With this perspective in mind, I began visiting the fundamentals and decided to learn a new programming language.
Java came to mind.
In my previous company, a startup, I served as a React intern. The backend was written in Java(Spring). The team members admired Java and continually used it in their careers. Despite that, I was skeptical and unwilling to learn it. I regarded the senior developers, who speak so fondly of Java oldies and unfashionable.
This dismissive attitude prevented me from learning a new language and further making any contributions to the backend.
My reasoning was simple: Java is not as shiny/trendy as Python or Go or Rust. I have no intention of using it in the future, so why bother learning it in the first place?
In my research, I've found that people are avoiding Java like a plague. It's not an enjoyable language to work with; it's dull and verbose, burdened with a copious amount of boilerplate code. This sentiment has spread widely on the internet.
My two-week experience learning Java confirms that you need to write extensive code for straightforward tasks, which indeed feels unnecessary and time-consuming.
The syntax has become both concise and elegant; however, I won't debate its readability in certain cases.
Another reason not learning Java would be that Google called Kotlin—the official language of Android a few years ago. Of course, this might not be relevant if you have no plans to delve into Android development.

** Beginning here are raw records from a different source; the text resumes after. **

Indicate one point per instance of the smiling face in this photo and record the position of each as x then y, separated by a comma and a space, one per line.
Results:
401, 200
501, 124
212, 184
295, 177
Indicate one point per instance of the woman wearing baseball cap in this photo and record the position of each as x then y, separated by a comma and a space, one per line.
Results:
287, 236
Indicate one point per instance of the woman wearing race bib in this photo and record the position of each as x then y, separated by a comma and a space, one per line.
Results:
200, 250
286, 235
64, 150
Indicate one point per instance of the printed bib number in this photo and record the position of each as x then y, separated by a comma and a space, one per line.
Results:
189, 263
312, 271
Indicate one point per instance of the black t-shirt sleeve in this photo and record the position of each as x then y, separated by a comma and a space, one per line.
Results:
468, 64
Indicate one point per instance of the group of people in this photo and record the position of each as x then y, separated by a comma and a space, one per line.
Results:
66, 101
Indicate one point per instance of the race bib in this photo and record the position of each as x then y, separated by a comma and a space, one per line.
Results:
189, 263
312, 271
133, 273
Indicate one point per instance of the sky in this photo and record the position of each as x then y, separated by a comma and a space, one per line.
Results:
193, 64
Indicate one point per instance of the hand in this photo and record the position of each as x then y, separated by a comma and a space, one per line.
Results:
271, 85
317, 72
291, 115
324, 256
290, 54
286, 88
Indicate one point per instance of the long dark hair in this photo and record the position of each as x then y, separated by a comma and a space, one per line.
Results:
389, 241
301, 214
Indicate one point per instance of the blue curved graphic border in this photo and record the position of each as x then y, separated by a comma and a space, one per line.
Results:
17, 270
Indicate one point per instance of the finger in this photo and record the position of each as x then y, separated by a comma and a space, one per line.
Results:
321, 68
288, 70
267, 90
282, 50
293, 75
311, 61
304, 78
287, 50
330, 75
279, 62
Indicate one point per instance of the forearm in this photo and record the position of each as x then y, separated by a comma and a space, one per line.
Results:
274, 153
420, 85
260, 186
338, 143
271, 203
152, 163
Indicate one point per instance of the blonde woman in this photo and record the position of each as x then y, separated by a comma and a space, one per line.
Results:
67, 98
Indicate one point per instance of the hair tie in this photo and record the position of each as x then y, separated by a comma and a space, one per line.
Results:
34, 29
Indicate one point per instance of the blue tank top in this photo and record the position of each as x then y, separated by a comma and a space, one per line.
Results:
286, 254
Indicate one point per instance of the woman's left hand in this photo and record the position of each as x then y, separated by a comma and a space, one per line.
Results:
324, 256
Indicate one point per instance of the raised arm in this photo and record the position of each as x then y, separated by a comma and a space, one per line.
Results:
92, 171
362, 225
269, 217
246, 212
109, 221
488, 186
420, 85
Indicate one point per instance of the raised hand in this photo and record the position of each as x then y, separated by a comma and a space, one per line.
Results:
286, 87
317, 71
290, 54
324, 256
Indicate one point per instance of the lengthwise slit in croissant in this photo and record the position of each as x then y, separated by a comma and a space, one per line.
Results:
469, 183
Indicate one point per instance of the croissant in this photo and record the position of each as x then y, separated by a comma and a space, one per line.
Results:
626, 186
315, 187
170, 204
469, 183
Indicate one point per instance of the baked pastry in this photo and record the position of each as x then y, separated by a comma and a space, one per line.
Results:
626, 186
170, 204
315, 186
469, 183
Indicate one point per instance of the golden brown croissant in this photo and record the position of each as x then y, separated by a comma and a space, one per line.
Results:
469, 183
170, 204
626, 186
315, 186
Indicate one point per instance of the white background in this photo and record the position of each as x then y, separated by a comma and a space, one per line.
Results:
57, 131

And still, Java is everywhere.
There are a lot of job openings out there, and significant portion of enterprises hanging on Java. Major players in the tech industry utilizes Java. And it is extensively used in computer science academia.

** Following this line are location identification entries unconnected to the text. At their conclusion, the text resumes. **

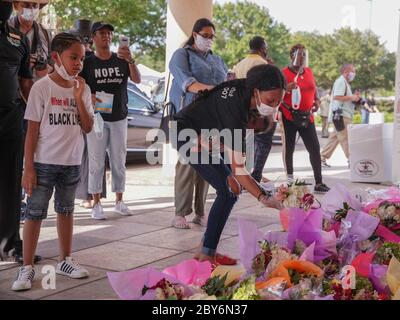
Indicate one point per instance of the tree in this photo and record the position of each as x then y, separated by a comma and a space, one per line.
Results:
237, 23
144, 21
375, 66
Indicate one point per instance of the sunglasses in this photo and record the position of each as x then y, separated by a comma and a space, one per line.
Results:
208, 36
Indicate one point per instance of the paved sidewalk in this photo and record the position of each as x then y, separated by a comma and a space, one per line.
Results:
146, 238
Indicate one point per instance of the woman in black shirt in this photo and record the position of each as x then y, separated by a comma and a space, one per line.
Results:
228, 110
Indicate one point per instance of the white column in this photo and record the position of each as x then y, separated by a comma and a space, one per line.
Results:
396, 138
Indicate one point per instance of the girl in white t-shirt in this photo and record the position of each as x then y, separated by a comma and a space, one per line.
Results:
59, 109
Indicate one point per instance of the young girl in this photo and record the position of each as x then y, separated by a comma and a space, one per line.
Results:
59, 109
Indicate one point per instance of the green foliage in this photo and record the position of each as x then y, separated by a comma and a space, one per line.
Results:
237, 23
375, 66
144, 21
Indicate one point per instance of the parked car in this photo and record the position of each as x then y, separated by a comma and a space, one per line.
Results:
143, 115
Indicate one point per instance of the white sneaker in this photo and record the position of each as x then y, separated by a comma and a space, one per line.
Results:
24, 279
72, 269
122, 209
98, 212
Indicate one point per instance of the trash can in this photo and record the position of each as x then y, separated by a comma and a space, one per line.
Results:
370, 147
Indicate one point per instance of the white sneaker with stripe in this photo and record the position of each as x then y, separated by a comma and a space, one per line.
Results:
72, 269
26, 274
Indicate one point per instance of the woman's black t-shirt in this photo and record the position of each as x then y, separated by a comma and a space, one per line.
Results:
226, 107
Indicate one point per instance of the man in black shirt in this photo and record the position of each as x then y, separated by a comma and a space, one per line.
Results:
229, 109
15, 75
107, 74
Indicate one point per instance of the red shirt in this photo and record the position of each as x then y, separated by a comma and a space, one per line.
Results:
308, 87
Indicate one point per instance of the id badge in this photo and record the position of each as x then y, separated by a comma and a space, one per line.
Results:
106, 104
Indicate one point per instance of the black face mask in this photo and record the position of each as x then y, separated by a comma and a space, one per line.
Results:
5, 10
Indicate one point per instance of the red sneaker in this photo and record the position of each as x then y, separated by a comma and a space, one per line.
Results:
225, 260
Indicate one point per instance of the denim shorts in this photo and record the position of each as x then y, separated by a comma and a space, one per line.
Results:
64, 179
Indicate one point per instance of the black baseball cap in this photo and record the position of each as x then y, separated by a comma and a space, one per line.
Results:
100, 25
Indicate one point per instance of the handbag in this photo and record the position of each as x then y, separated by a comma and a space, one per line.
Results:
169, 110
301, 119
168, 116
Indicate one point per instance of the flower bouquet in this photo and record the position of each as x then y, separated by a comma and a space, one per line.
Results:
296, 195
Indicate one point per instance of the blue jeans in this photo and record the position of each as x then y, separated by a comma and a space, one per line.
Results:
64, 179
364, 116
263, 144
217, 176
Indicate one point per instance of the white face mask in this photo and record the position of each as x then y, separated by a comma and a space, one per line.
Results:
202, 43
63, 72
352, 76
30, 14
264, 109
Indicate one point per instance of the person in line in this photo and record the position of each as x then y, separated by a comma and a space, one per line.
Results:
59, 109
262, 142
297, 115
107, 75
342, 105
324, 114
195, 68
15, 77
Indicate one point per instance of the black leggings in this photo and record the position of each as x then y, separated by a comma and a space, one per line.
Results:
310, 139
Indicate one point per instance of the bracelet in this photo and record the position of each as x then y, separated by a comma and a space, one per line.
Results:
263, 193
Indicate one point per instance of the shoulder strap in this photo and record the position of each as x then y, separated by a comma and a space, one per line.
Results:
187, 57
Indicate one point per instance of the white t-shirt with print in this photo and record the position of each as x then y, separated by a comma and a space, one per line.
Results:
60, 136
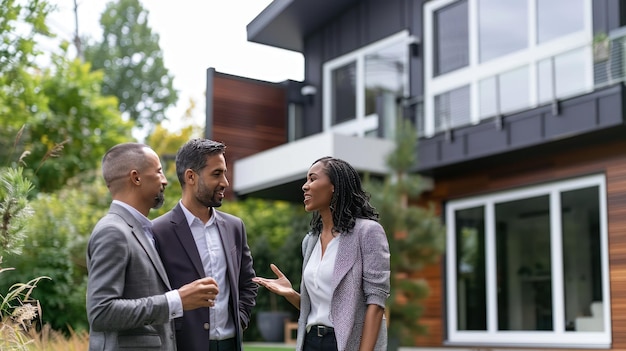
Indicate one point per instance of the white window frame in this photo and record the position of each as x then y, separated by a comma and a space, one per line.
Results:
474, 72
361, 124
559, 336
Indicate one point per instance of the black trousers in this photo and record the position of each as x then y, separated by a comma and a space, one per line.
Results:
320, 340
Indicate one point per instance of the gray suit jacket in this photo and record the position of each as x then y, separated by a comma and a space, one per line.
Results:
361, 277
183, 265
126, 303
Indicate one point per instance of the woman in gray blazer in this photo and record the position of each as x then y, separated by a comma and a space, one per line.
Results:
345, 275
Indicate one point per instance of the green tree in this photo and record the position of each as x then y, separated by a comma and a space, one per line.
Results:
416, 235
17, 307
132, 61
20, 94
79, 119
60, 103
57, 240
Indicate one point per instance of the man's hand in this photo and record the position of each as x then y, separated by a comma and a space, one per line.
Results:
199, 293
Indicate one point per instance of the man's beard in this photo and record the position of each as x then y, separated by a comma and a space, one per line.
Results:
159, 200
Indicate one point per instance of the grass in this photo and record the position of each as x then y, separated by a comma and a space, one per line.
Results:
267, 347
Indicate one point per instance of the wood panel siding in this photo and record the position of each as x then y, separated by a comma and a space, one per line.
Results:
249, 116
608, 158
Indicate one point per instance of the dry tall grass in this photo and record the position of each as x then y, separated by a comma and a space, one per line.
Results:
13, 338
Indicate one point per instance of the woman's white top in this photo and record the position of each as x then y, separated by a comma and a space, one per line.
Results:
318, 276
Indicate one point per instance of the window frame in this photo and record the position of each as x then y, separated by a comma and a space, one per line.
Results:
361, 124
475, 71
559, 336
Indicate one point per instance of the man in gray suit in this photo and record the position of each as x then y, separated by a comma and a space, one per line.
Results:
130, 304
196, 240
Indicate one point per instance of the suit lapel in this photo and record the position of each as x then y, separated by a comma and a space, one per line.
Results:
181, 228
346, 254
227, 243
138, 232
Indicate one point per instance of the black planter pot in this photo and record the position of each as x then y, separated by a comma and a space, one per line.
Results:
272, 325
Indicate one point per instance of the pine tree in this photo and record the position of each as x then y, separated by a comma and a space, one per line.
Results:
416, 235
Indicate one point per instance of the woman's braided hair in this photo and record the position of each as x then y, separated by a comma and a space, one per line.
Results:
349, 201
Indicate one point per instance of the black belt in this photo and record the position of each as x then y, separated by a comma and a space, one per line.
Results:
321, 330
222, 345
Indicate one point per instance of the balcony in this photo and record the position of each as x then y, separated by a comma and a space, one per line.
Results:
560, 116
279, 173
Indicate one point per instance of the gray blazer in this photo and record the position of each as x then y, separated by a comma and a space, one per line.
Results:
126, 304
361, 277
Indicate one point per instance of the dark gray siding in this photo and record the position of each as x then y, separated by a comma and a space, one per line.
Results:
359, 26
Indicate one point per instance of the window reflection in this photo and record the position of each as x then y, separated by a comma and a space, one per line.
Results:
582, 270
471, 279
452, 38
570, 20
452, 108
502, 26
344, 93
523, 261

If you know Java, you will get hired.
It is not going anywhere anytime soon, that is for sure.
Ultimately languages are languages. A new language has its appeal with playful syntax, stylish cool logo, and fresh features, but its true worth unfolds with time.

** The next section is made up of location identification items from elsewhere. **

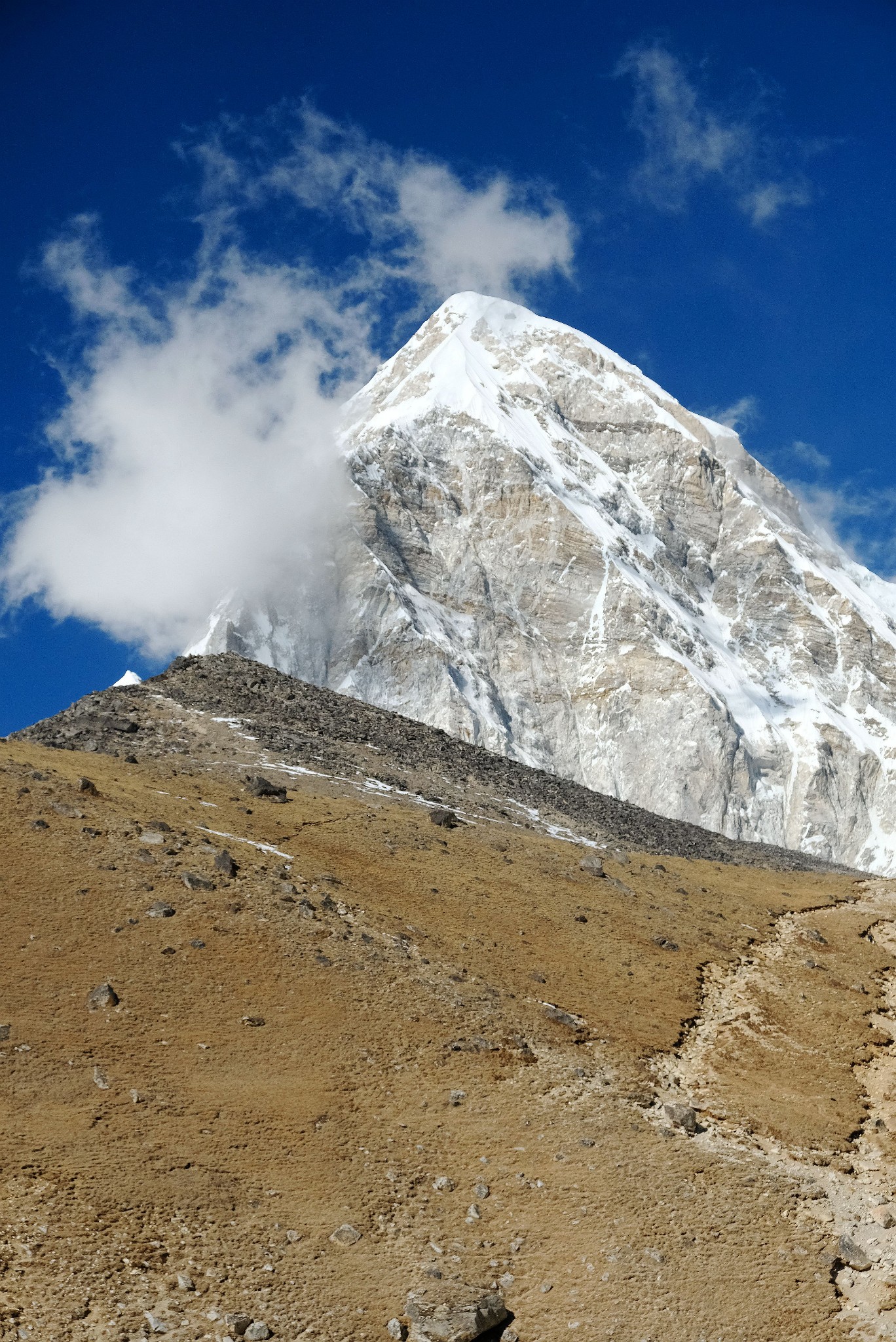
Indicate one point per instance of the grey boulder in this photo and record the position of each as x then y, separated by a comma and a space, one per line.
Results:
449, 1311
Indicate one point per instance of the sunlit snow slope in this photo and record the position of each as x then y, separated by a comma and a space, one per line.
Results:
551, 557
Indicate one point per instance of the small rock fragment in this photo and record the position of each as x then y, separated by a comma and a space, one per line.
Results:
682, 1115
563, 1018
453, 1311
102, 997
236, 1324
261, 787
852, 1254
226, 864
160, 909
593, 866
444, 818
195, 882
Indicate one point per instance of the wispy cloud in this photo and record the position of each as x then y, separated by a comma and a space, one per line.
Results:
198, 448
808, 455
739, 415
859, 514
419, 218
688, 142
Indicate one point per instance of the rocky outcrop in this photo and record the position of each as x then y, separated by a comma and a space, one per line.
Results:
550, 557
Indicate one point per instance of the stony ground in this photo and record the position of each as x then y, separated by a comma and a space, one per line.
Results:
459, 1042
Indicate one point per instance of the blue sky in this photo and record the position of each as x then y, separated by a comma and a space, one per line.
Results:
719, 182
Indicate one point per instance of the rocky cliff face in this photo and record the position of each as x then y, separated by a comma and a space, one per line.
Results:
549, 556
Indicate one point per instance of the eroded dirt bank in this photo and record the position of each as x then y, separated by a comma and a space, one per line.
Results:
458, 1042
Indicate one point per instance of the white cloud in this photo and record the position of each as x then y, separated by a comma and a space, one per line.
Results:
739, 415
196, 451
687, 142
808, 455
426, 225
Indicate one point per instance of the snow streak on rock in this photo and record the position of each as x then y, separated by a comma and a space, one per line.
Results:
551, 557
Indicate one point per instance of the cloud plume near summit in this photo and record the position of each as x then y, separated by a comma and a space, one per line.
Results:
196, 448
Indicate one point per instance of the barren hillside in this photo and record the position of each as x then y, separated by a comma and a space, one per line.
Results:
652, 1102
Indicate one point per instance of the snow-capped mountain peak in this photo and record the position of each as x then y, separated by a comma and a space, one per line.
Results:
551, 556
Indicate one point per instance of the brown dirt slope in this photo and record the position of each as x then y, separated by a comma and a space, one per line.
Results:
372, 1004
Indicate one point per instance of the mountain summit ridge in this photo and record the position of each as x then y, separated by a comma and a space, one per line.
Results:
549, 556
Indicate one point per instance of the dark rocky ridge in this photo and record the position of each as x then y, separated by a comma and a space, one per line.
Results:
303, 723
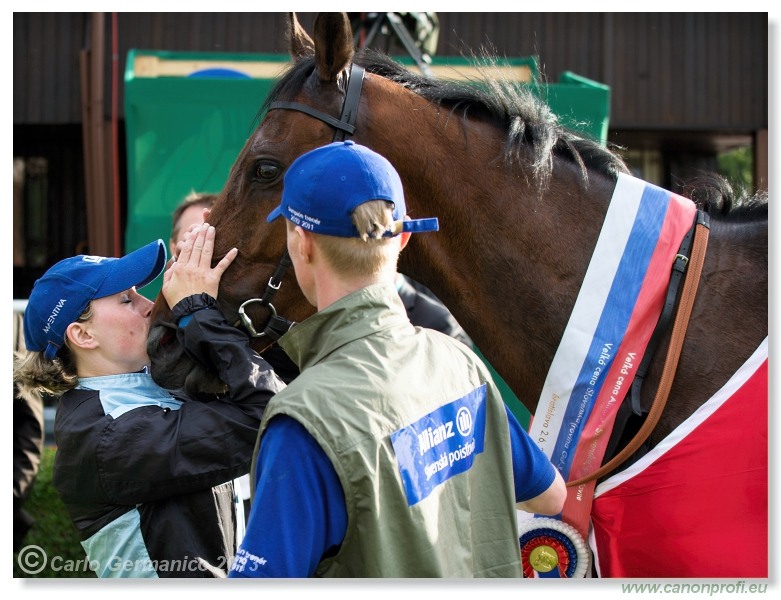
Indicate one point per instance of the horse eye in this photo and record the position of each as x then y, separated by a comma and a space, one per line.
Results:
267, 171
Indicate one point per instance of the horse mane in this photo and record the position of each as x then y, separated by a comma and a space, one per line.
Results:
531, 128
716, 196
528, 122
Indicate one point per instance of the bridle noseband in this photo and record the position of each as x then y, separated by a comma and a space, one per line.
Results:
276, 325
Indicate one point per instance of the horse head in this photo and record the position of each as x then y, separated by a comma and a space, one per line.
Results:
318, 79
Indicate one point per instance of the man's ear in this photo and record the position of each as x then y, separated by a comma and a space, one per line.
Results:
80, 336
305, 242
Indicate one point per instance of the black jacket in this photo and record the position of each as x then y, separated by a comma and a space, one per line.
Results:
159, 480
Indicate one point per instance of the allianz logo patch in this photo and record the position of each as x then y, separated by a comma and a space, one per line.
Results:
440, 445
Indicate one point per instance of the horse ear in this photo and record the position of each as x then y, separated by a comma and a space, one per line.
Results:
301, 45
333, 44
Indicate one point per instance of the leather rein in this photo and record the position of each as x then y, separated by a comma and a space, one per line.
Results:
277, 326
689, 266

Although Java may not have the allure of novelty, it remains a well-tested, reliable language. If it has stayed relevant over the years, there must be good reasons to spend time learning it.
I was hesitant to learn Java because I feared stepping into unfamiliar, scorned territory. However, after two weeks of working with it, I discovered the learning process was fruitful. It's easier since you have prior knowledge, yet it's also new, introducing unknown elements. There are plenty of surprises along the way.
If something makes you uncomfortable, the optimal strategy for the longer run is to confront what induces discomfort.
So, I figured I must learn JAVA.
While I've begun learning Java, I can’t guarantee I'll develop a fondness for it as my previous colleagues did. Additionally, Java might not be my primary choice for projects. Nonetheless, I've committed to understand what this language has to offer and how it operates and learn its way of composing programs.
This post was meant as my reflection on what I believe is a good way of growing as a developer. Learning and exploring a new language is a part of the process. The core idea behind learning a new language is becoming more adaptable and expanding your worldview. The question of whether you should learn Java, or if you should master every language, remains irrelevant here. Reflecting on this post after a week, I feel that I did not succeed in effectively conveying my point.
Thanks for all the thoughtful responses. Much appreciated.